A indústria dos produtos orgânicos é uma das que mais tem crescido no Brasil e em outros países nos últimos anos. Exatamente por isso, o lobby do agronegócio tem feito um esforço enorme para cooptar o conceito de produto “orgânico”. A influência do agronegócio nos órgãos certificadores é palpável. Assim como é visível o esforço das corporações e do agronegócio para sequestrar conceitos representados pelos termos “orgânico” e “sustentável”. A ultima campanha do agronegócio no Brasil, por exemplo, traz imagens “verdes” e “saudáveis” de frutas, verduras e legumes produzidos por trabalhadores felizes e sorridentes com slogan “o agro é pop, o agro é tech, o agro é tudo”. Mas a verdade é que o agronegócio vem perdendo muita popularidade e mercado na medida em que as pessoas se conscientizam que seus produtos envenenam o meio ambiente, os produtores e os consumidores com sua ‘tecnologia’.
O sequestro do conceito orgânico pelo agronegócio cresce na medida em que a população tenta optar por produtos saudáveis que sejam produzidos em harmonia com a natureza. Em um artigo recente no CounterPunch Francis Thicke relata a decadência da certificação “orgânica” nos EUA. O artigo de Francis conta que a NOSB (Conselho Nacional para os Parâmetros Orgânicos Norte Americano) votou a favor da certificação orgânica para produtos cultivados em hidroponia. Ainda segundo Francis, a decisão não deve ter sido uma surpresa para os que vem acompanhando de perto o movimento dos produtos orgânicos serem cooptados pelo agronegócio Norte Americano desde 1990.
Mas se não é mais possível confiarmos nos produtos certificados, qual a solução? Pois já sabemos que no Brasil todo o alimento produzido pelo agronegócio nos envenena e degrada o meio ambiente. O Ministério da Agricultura informa que “para um produto, in natura ou processado, ser considerado orgânico ele precisa ser produzido em um sistema agropecuário orgânico ou ter sido extraído de maneira sustentável e não prejudicial ao ecossistema local” (Orgânicos, 2016). Mas se aplicarmos as definições originais dos conceitos ‘orgânico’ e ‘sustentável’ ao que é produzido pelo agronegócio, praticamente nada poderia ser chamado de orgânico. Primeiro porque o conceito original de um produto orgânico era o de uma verdura, fruta ou legume produzido em solos saudáveis e de maneira harmonizada com a natureza. Segundo porque o cultivo de monocultura de grãos, frutas ou hortaliças em áreas desmatadas e utilizando irrigação que bombeia água dos lençóis freáticos, mesmo que não faça uso de adubos, pesticidas e herbicidas químicos, não é harmonioso com a natureza.

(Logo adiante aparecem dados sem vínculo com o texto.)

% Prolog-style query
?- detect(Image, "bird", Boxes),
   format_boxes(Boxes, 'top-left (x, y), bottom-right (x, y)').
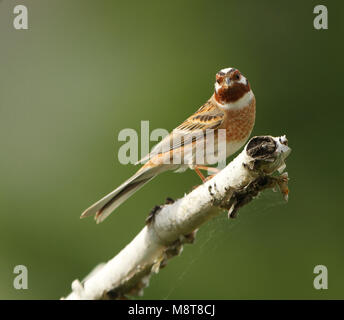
top-left (81, 68), bottom-right (256, 223)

Para que esses produtos possam ser comercializados, informa o Ministério da Agricultura, “os produtos orgânicos deverão ser certificados por organizações credenciados no Ministério da Agricultura, sendo dispensados da certificação somente aqueles produzidos por agricultores familiares que fazem parte de organizações de controle social cadastradas no Ministério, que comercializam exclusivamente em venda direta aos consumidores”(Orgânicos, 2016). Ou seja, os pequenos produtores podem até vender seus produtos na feira, mas se quiserem vender produtos com valor agregado como pães, geleias, conservas, farinhas, ou quaisquer outros produtos processados com a certificação orgânica, eles precisam passar pelo crivo do Ministério da Agricultura. Mas a burocracia, os custos e os parâmetros de construção das infraestruturas que fabricam ou processam esses produtos foram desenvolvidas para regulamentar grandes empresas e praticamente impedem o pequeno produtor de comercializar tais produtos. Produtos que diga-se de passagem são muito mais lucrativos do que as frutas e hortaliças não processadas.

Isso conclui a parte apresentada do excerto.